On April 16, 2015, the President signed H.R. 2, The Medicare Access and CHIP Reauthorization Act. According to, “The new law permanently ends the flawed “Sustainable Growth Rate” (“SGR”) physician payment formula and begins the process of transforming Medicare from fee-for-service into value based payment and delivery models, including direct primary care.” (3)

The good news is that this opens DPC to Medicare patients.

There are currently 13 states that have passed State direct primary care laws with Texas passing H.B. 194 on May 12, 2015. These laws attempt to provide a clear definition of direct primary care outside of insurance regulation. Other states are expected to follow suit.

Outlook for the Future

The volume of physicians and patients currently switching to DPC/Concierge medicine suggests that these new models are growing fast. A recent report from MDVIP, the largest network of private physicians in the U.S. shows a 200% growth in the number of concierge doctors and patients since 2007.(4)

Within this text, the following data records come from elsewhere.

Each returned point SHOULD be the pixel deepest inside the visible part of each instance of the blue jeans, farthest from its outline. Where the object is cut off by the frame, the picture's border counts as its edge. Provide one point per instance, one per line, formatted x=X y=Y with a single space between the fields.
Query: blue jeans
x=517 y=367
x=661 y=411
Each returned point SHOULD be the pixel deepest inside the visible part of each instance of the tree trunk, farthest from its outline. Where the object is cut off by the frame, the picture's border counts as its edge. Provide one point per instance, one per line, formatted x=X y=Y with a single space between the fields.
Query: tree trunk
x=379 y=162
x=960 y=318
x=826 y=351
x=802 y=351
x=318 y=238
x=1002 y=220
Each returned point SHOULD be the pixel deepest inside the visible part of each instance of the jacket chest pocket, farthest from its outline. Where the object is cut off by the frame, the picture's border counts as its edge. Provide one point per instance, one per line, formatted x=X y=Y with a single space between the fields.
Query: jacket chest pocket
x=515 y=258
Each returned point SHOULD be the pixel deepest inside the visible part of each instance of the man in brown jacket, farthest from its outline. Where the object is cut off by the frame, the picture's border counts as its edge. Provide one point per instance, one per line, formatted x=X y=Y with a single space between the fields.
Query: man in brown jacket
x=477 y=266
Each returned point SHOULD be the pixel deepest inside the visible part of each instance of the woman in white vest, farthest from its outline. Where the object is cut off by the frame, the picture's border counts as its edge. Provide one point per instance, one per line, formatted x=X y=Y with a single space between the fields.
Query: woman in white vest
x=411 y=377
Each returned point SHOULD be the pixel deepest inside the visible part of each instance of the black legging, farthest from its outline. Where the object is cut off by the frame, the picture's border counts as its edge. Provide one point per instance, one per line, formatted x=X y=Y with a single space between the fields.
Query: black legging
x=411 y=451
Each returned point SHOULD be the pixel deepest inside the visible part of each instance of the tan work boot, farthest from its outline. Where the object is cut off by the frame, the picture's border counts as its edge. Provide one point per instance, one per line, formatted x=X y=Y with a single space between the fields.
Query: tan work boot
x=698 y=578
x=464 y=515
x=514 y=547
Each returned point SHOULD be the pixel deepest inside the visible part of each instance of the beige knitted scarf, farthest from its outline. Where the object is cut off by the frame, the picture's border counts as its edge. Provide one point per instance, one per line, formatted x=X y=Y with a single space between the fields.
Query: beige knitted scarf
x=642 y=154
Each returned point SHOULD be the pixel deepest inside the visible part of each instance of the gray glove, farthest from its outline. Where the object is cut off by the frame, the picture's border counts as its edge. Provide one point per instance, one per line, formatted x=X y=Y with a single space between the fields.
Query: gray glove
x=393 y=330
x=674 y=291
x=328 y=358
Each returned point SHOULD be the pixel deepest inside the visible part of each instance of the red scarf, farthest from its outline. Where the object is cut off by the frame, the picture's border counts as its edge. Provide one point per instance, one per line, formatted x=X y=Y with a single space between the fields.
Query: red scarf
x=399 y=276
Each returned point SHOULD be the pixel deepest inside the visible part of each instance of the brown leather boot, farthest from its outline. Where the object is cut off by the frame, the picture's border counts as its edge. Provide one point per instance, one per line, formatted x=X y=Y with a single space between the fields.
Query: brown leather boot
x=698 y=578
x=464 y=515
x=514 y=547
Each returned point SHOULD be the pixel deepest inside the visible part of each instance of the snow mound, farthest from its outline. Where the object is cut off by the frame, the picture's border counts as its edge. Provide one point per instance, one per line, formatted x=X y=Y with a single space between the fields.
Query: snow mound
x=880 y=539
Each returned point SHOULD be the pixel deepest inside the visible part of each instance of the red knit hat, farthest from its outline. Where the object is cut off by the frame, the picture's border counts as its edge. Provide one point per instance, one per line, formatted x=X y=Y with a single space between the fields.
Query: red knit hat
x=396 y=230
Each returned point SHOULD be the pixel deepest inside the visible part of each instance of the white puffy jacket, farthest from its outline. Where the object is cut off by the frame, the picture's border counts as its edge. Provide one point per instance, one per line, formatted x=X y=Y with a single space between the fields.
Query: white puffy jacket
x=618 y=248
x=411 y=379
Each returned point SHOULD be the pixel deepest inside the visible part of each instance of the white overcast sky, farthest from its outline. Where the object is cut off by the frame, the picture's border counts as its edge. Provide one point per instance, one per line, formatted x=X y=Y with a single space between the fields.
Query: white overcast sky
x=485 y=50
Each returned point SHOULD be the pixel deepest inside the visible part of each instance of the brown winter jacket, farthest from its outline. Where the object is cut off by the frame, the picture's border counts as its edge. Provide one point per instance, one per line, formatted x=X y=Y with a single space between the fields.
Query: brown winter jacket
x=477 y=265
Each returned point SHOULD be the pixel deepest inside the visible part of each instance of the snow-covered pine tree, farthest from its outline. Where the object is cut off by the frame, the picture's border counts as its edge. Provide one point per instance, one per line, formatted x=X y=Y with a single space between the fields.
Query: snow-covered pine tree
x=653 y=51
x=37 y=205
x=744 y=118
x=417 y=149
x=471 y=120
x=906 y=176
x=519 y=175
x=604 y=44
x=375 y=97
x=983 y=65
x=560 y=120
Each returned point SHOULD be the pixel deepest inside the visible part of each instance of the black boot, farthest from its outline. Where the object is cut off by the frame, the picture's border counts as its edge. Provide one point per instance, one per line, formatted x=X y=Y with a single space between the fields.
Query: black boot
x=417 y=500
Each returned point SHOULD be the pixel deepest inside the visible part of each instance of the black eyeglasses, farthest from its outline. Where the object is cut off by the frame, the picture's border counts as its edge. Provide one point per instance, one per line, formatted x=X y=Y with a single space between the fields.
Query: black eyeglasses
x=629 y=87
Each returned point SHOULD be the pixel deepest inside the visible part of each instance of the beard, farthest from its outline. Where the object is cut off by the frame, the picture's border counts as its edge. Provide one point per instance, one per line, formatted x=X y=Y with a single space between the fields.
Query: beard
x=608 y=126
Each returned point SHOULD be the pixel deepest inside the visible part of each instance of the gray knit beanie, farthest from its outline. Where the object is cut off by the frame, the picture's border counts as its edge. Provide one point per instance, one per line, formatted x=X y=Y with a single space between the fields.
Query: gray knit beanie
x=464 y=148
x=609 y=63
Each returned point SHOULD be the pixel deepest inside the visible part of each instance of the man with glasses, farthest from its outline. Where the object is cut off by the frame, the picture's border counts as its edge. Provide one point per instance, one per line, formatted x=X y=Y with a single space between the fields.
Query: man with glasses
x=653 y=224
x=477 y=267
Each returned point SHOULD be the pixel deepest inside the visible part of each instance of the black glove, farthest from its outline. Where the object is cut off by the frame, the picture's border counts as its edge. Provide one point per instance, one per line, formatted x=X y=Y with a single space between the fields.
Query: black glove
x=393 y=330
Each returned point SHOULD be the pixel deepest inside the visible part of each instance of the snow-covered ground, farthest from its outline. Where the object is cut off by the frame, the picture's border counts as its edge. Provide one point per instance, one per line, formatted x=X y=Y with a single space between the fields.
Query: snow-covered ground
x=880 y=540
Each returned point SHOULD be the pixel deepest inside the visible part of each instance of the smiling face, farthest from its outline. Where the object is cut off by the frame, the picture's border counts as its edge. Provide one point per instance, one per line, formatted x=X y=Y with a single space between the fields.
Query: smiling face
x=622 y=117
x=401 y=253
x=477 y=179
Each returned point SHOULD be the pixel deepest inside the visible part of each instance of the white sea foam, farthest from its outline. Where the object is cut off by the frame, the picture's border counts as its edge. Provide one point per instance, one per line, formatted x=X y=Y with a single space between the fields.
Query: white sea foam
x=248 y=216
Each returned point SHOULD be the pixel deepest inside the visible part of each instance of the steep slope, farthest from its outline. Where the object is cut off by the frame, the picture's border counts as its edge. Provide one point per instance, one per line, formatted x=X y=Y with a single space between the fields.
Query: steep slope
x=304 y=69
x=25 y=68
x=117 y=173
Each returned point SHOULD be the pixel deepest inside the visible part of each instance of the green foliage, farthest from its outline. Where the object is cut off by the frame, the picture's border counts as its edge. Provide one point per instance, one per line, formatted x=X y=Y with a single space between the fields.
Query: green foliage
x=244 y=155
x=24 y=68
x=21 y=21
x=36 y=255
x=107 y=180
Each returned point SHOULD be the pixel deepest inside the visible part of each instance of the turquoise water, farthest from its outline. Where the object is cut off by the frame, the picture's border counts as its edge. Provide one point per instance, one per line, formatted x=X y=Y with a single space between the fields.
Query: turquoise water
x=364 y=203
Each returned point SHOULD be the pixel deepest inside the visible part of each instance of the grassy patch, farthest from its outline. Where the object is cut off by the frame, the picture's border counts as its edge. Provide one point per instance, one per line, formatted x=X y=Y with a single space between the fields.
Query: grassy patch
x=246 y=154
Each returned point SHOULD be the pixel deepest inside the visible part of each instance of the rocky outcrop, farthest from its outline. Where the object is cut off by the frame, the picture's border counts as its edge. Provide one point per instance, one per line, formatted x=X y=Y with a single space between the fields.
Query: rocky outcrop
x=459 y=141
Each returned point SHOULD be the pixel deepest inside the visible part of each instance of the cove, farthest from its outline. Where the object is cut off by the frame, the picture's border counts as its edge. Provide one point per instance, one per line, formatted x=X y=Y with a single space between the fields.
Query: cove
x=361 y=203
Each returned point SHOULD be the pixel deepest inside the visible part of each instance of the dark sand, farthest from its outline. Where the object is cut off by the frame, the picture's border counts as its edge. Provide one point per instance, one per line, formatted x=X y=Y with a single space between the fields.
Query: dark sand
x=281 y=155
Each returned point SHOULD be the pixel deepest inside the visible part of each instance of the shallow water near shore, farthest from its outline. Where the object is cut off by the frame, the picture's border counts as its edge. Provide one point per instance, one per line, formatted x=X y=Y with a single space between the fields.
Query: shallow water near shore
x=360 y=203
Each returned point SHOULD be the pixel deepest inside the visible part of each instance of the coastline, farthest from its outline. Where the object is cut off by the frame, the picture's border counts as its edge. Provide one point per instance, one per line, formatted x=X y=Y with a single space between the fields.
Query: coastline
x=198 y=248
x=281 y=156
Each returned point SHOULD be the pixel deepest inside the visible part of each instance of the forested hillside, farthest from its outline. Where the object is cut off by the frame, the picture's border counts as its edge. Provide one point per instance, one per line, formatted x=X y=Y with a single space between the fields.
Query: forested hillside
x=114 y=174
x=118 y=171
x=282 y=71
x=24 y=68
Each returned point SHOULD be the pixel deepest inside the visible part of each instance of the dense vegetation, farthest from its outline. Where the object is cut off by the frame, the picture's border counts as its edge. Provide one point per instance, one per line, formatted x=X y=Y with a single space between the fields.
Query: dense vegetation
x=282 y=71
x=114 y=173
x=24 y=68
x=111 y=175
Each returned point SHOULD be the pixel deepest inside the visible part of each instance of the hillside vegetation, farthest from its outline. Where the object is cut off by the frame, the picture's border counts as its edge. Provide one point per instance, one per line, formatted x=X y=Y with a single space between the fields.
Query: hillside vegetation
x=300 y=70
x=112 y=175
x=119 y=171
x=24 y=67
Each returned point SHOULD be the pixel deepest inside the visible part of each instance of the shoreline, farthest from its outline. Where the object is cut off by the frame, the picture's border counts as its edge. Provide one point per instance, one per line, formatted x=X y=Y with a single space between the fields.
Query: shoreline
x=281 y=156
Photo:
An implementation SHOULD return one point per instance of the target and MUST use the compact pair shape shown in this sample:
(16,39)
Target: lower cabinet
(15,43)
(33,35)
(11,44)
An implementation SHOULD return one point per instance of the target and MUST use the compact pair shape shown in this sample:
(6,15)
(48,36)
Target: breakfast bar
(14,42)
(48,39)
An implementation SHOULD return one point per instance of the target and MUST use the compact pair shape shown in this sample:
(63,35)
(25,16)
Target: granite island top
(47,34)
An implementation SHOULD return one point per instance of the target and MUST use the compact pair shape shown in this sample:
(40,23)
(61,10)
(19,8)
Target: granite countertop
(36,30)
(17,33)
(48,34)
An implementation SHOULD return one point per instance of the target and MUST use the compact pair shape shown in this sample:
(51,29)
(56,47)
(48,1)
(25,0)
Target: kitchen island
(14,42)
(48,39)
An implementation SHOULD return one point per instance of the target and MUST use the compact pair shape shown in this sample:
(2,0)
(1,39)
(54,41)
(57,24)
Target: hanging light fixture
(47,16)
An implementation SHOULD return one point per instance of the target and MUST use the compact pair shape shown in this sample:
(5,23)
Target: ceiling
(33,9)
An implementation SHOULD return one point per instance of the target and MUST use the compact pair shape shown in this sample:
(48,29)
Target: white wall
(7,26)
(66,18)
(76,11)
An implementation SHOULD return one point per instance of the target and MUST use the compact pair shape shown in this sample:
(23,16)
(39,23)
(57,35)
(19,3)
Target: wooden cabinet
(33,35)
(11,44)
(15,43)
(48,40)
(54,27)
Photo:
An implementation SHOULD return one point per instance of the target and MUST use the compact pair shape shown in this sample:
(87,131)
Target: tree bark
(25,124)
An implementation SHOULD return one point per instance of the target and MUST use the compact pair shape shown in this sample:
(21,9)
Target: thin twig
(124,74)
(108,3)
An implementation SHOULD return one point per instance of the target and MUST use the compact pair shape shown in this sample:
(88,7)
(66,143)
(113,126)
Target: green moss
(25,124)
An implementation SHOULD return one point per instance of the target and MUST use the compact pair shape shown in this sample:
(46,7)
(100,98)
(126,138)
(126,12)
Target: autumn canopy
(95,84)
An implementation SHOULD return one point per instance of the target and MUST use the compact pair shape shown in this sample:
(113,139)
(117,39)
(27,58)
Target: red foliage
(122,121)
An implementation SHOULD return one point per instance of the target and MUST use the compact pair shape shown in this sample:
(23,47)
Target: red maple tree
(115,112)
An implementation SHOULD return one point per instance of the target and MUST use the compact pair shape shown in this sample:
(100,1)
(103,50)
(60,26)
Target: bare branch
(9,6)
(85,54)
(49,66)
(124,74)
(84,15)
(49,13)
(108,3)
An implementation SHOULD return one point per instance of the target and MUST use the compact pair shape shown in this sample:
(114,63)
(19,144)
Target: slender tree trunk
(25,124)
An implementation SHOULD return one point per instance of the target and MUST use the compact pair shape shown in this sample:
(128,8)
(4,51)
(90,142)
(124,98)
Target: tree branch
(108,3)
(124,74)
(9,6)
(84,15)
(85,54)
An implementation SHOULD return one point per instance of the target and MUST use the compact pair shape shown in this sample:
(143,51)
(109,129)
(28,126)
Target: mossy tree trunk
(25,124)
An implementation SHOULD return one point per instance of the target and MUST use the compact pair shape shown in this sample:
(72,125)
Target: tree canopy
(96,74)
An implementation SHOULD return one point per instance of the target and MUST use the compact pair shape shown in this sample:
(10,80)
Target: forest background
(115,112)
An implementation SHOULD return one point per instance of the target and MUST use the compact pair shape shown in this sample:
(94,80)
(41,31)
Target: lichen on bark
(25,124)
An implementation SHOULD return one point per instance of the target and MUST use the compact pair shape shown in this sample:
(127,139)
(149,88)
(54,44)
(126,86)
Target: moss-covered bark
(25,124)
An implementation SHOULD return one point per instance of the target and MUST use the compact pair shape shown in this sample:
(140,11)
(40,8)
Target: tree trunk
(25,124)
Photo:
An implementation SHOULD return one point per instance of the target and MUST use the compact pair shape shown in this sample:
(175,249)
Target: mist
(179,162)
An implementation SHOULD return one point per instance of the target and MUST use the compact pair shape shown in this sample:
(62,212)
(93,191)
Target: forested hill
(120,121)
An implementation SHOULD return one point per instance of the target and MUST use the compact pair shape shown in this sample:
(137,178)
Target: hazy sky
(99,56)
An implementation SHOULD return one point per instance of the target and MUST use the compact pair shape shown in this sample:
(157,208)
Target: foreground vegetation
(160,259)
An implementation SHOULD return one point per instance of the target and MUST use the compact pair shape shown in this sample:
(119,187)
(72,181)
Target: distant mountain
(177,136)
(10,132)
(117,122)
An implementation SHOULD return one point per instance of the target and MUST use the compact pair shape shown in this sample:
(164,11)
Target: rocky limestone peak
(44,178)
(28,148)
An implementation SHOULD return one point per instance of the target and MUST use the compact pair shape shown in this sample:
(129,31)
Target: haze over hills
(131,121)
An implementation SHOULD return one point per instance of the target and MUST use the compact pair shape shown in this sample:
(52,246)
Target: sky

A report by Accenture, a management consulting, technology services and outsourcing company, estimates that “one in three remaining independent physicians—their ranks decline by 5% each year—will look to adopt subscription-based practice models to achieve higher yields, and that trend will continue to increase by 100% annually over the next 3 years.” (5)

Although these numbers point to positive outcomes for these new models of care, will patients embrace the positive aspects of these models, such as improved access to medical care, or reject them due to higher up-front costs? As insurance companies feel the sting of physicians and patients leaving the grid, can we can expect lobbyists to take action? How will federal and state authorities respond to the pressure? Will regulations, the very things DPC/concierge physicians and patients are trying to escape, become a new nightmare?

Perhaps it is too early to tell. In the mean time, physicians and patients who have already made the switch can enjoy a break from the red tape.



(1) Concierge Medicine vs. Direct Pay Care, from (membership may be required)

(2) Concierge Medicine: Legal Issues, Ethical Dilemmas and Policy Challanges

(3) Permanent SGR Fix Signed by the President

(4) Will Concierge Medicine get Bigger?

(5) The direct primary care model is gaining traction. Is it right for you?